CINCINNATI -- All the stars were aligning.

Just after they capped a 15-point comeback with AJ McCarron's 25-yard touchdown pass to A.J. Green with 1:50 left in Saturday night's wild-card round game against the Pittsburgh Steelers, the Cincinnati Bengals appeared to be receiving some favor from the cosmos.

Here, the cosmos appeared to be saying, 'You're about to win your first playoff game in 25 years, Cincinnati.'

And then, 14 seconds later, the cosmos gave an abrupt "not so fast," and snatched the postseason destiny that has eluded this city for a generation.

"To have everything right there in front of you, and to have it slip away like that, words can't really describe it," Bengals running back Jeremy Hill later said.

It was Hill's late fourth-quarter fumble that gave the losing Steelers life and the ball back with 1:36 remaining in a defensive classic that was only about to get even more interesting. By this point, you've no doubt read or even debated the impact Vontaze Burfict and Adam Jones' personal-foul penalties had ahead of Chris Boswell's 35-yard game-winning field goal in the game's final seconds.

Before those plays, though, there was Hill.

The same player who lost a trio of fumbles in the regular season couldn't retain possession at the most crucial of times Saturday. All Hill had to do was hang on tight to the football, cram it into his chest pads as he ran, and pick up yards that kept working time off the clock. With Pittsburgh possessing all three of its timeouts, the Bengals felt they had to get a first down -- and force the timeouts to be burned -- before they could think about taking a knee at all. Since Hill got six yards on his fumbled carry, it seemed that -- had he held on to the ball -- all he would have needed was one more run to get the key first down.

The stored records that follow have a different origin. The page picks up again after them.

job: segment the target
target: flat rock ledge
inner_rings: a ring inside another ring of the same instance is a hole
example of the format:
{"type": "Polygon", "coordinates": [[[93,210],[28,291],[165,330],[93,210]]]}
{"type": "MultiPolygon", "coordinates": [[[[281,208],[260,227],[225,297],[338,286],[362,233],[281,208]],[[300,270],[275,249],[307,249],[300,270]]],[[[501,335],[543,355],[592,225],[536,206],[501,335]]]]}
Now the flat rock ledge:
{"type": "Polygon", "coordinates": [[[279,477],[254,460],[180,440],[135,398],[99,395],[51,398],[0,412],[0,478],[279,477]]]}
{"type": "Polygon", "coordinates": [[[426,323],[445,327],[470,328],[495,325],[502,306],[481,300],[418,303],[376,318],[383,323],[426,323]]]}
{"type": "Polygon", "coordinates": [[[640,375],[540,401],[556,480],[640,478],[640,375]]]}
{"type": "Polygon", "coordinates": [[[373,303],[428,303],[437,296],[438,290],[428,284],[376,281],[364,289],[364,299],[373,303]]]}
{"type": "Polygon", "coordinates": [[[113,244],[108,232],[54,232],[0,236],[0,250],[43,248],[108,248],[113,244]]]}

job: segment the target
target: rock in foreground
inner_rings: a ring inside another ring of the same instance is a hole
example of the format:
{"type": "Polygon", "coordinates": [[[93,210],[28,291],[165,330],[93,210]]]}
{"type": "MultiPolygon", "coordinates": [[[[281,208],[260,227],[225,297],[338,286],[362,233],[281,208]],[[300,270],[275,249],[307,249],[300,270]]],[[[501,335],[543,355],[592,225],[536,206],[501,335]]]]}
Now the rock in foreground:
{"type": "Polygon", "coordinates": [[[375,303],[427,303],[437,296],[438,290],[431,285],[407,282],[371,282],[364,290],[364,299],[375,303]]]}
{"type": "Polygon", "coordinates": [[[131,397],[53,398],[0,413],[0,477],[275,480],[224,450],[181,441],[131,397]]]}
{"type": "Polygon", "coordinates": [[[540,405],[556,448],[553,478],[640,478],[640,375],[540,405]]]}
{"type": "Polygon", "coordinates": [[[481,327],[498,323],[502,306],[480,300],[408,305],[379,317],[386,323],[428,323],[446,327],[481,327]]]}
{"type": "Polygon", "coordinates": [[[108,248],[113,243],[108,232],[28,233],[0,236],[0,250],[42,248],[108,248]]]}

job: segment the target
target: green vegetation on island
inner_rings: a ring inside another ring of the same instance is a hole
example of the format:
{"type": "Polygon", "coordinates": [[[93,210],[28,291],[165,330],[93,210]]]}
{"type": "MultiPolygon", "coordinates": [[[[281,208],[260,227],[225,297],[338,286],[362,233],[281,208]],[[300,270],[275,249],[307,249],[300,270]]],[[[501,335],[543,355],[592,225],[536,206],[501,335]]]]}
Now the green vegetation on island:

"I don't think we were necessarily in field-goal range there," coach Marvin Lewis said. "You want to get the first down, and win the football game there by running the ball, and we gained six or seven yards ... so I'm not second-guessing that."

Hill said that when he saw a video review upheld, confirming his fumble, he thought about what him and his teammates had put into the whole season to get to that point.

"It's just how hard we worked, everything that we go through," Hill said. "The city, everyone waiting for this moment, and to have that moment right in your hands and to have it slip away, words can't really describe it."